# Kmart 3/15-16



## 2knees (Mar 8, 2009)

looks like i'll be up at killington next weekend with the family.  should be able to get out on my own for a few hours each day.  if anyone is around, give me a shout.


----------



## andyzee (Mar 8, 2009)

2knees said:


> looks like i'll be up at killington next weekend with the family.  should be able to get out on my own for a few hours each day.  if anyone is around, give me a shout.


 
I plan on being up 3/14-3/15. We can start a search for Killington's soul.

-----------------------------------------------------------

Who's JimG?


----------



## mondeo (Mar 8, 2009)

andyzee said:


> I plan on being up 3/14-3/15. We can start a search for Killington's soul.


I've heard it's in a cabin under a cot.


----------



## andyzee (Mar 8, 2009)

mondeo said:


> I've heard it's in a cabin under a cot.

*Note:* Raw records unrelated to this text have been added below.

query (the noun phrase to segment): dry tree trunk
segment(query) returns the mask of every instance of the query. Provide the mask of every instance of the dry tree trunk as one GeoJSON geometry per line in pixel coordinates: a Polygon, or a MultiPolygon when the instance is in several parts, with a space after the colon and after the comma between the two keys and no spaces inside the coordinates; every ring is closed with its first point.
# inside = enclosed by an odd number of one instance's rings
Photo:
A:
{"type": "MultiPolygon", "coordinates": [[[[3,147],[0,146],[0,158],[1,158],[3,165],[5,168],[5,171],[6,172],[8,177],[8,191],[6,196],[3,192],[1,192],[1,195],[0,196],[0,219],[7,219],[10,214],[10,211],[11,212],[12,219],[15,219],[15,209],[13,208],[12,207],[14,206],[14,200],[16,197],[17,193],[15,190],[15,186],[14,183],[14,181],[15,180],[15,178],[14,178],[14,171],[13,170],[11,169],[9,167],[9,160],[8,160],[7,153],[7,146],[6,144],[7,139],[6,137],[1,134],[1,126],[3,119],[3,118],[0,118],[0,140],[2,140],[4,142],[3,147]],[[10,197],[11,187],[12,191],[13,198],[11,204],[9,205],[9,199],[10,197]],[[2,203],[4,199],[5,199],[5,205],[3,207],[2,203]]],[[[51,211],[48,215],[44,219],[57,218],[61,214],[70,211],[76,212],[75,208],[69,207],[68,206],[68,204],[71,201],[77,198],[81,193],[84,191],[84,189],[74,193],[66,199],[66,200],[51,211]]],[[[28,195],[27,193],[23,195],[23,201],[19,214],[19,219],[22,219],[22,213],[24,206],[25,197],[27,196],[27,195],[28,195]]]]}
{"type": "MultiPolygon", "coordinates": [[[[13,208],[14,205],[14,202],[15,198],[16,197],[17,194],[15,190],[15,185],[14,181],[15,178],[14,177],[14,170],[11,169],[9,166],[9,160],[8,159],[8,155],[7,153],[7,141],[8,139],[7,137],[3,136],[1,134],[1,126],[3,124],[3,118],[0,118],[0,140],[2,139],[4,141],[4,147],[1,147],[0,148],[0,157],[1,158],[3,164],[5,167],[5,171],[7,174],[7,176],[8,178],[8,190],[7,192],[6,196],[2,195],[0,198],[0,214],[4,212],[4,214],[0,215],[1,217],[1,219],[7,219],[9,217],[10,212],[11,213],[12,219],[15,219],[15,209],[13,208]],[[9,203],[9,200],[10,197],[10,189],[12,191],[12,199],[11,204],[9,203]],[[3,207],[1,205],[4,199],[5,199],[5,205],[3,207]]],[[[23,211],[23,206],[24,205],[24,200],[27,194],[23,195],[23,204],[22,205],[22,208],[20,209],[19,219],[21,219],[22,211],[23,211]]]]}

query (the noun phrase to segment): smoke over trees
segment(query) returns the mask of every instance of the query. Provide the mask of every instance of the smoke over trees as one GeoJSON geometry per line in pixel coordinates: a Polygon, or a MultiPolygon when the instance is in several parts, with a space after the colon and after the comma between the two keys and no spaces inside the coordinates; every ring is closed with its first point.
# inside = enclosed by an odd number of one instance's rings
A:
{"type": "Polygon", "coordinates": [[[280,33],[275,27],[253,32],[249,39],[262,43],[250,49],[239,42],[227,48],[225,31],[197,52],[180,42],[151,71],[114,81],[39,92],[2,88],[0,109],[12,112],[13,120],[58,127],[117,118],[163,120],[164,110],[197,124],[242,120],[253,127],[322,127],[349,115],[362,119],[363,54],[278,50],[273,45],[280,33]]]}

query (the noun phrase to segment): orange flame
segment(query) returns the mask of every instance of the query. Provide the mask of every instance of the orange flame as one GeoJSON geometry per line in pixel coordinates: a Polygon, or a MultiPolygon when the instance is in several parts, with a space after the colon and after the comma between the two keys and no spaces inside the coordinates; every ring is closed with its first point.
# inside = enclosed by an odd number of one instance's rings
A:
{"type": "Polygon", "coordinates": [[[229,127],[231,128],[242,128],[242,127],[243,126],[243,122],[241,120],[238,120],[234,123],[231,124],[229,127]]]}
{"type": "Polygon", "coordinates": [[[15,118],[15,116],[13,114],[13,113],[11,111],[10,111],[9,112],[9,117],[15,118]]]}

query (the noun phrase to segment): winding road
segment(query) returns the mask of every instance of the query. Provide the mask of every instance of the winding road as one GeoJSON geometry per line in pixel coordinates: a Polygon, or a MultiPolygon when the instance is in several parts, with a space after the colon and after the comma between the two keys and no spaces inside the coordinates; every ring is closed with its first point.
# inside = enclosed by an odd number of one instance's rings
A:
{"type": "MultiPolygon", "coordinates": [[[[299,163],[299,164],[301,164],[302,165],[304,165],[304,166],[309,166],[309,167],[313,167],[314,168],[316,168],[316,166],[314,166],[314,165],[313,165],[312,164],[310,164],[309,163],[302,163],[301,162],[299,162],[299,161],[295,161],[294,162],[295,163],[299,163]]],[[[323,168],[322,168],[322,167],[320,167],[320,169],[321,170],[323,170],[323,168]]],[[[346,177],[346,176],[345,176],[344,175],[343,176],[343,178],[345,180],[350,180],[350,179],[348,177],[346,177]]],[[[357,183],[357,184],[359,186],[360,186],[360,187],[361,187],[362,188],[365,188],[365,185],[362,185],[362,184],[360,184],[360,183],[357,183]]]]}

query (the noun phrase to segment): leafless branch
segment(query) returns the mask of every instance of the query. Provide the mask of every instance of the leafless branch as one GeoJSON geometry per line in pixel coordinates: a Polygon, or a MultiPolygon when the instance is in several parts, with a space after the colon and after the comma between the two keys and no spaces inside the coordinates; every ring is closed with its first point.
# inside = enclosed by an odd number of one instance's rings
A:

Nah, I got no confirmation of a bud under the cot, but will check. Thanks


----------



## danny p (Mar 9, 2009)

strong possibility I will be up there....I'll post when I make my plans for sure.


----------



## powhunter (Mar 9, 2009)

If sundays decent I may come up


----------



## o3jeff (Mar 9, 2009)

I'm off that week and heading up somewhere skiing, maybe Monday. Do you figure you'll break from the family in the am or pm?


----------



## 2knees (Mar 9, 2009)

i wish i could say but its always a game time decision when it comes to my inmates.  i mean kids.  i'll pm you my cell number at some point.

i should say though, if it looks borderline temp wise up north, we'll probably bag it and stay home.  I'd rather ski a soft gunny all day then a frozen outer limits.


----------



## o3jeff (Mar 9, 2009)

Let me know, I think I am just going to wing it that week as to were I go. Maybe I will PM Highwaystar to show me all the stashes.


----------



## 2knees (Mar 10, 2009)

i'm bagging this. weather situation up there spells frozen crap.  sunny and high 40's down here.

sundown it is!


----------



## andyzee (Mar 10, 2009)

Who's this JimG you keep on asking about?


----------